映画の反響に「おそらく今までアカデミー賞にノミネートされた中で最も小規模の物語」とベイカー監督は冗談交じりに語るが、「小さな物語」に対する批評家、観客の反応は大きかった。数々の作品・監督賞なども受賞し、称賛の嵐が巻き起こった。
だが、反響の中でもベイカー監督がなによりも気に掛けたのが、ムーニーらが暮らすモーテルなどが実在するフロリダでの反応だったという。脚本(共同執筆)を作る上で、実際にモーテル住まいをしている人々から話を聞いたが、「彼らはこれまで、話を聞きたいとアプローチされることがなかった。自分たちは“声なき人”だと思っている。だから、(映画製作に3年間をかけた)アプローチは非常にデリケートに、彼らを尊重しながら行った。そして、人生や生活のことを尋ねると非常にオープンに話してくれた」という。それだけに、「オープニング週のプレミアでは、フロリダでたくさんのモーテルの居住者たちに鑑賞してもらい、非常に温かい反応で素晴らしかった。僕にとっては彼らがこの映画を受けとめ、受け入れてくれることが一番重要なことだから」とうれしそうに語るベイカー監督。
絶賛を支えたひとつは、愛らしい表情とチャーミングな演技で“天才子役”と呼ばれたムーニー役のブルックリン・キンバリー・プリンスや、その友達役の子役たち。ベイカー監督は「たくさんの映画を観たよ。巨匠たちが子供たちに取り組んでいる手法を観ておきたかったからね。是枝裕和監督の『誰も知らない』(2004)をはじめ子役が生き生きとした演技で魅せた作品を観返したよ。それが映画にインパクトを与えてくれた」と語る。
ベイカー監督自身、子供たちの自然な演技を引き出した術についても「脚本はあって、(子役が)それを暗記もしていたけど、そこはゆるくしていた。時には脚本から外れてもいいというように。あの子たちは冒険好きで、楽しんでいて……僕たちはそれが可能な環境作りを行った。単に子供たち(の言動)を記録することもあった。例えばベッドで踊るシーンは子供らが勝手にやっていたこと。学校での休み時間の場面も子供たちが自由に話していただけ」と振り返る。

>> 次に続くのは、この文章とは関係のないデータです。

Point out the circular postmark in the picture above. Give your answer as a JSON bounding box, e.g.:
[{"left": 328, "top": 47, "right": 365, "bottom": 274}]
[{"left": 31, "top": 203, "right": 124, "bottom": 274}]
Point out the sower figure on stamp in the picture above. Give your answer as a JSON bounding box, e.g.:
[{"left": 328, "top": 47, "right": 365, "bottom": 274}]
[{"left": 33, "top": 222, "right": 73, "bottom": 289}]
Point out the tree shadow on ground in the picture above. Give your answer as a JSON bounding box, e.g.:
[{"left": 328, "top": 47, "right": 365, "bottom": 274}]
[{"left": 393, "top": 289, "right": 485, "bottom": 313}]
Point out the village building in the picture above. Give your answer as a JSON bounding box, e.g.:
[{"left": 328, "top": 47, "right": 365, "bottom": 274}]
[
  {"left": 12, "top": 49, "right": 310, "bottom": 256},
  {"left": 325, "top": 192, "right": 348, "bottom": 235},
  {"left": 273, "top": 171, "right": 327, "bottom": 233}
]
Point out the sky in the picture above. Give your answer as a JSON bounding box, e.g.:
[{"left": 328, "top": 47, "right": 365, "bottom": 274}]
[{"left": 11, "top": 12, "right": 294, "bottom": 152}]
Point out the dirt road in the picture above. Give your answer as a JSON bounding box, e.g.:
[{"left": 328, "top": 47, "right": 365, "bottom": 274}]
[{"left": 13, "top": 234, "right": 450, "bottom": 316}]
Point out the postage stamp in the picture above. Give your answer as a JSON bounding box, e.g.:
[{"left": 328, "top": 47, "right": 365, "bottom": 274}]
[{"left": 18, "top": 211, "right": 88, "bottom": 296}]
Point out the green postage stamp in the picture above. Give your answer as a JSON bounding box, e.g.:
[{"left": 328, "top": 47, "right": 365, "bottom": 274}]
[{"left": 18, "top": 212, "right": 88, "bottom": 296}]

日本映画が大好きというベイカー監督。「今村昌平さんや鈴木清順さんの作品に取り憑かれているよ。僕の作品にも似たようなテーマが見受けられるでしょ?(笑)。最近では園子温さんの作品も好きだけど、この映画にあたっては、大島渚さんの初期の作品『青春残酷物語』(1960)のスクリーン撮影やフレーム内の右と左での女性の撮り方などにインスパイアもされたよ」と明かす。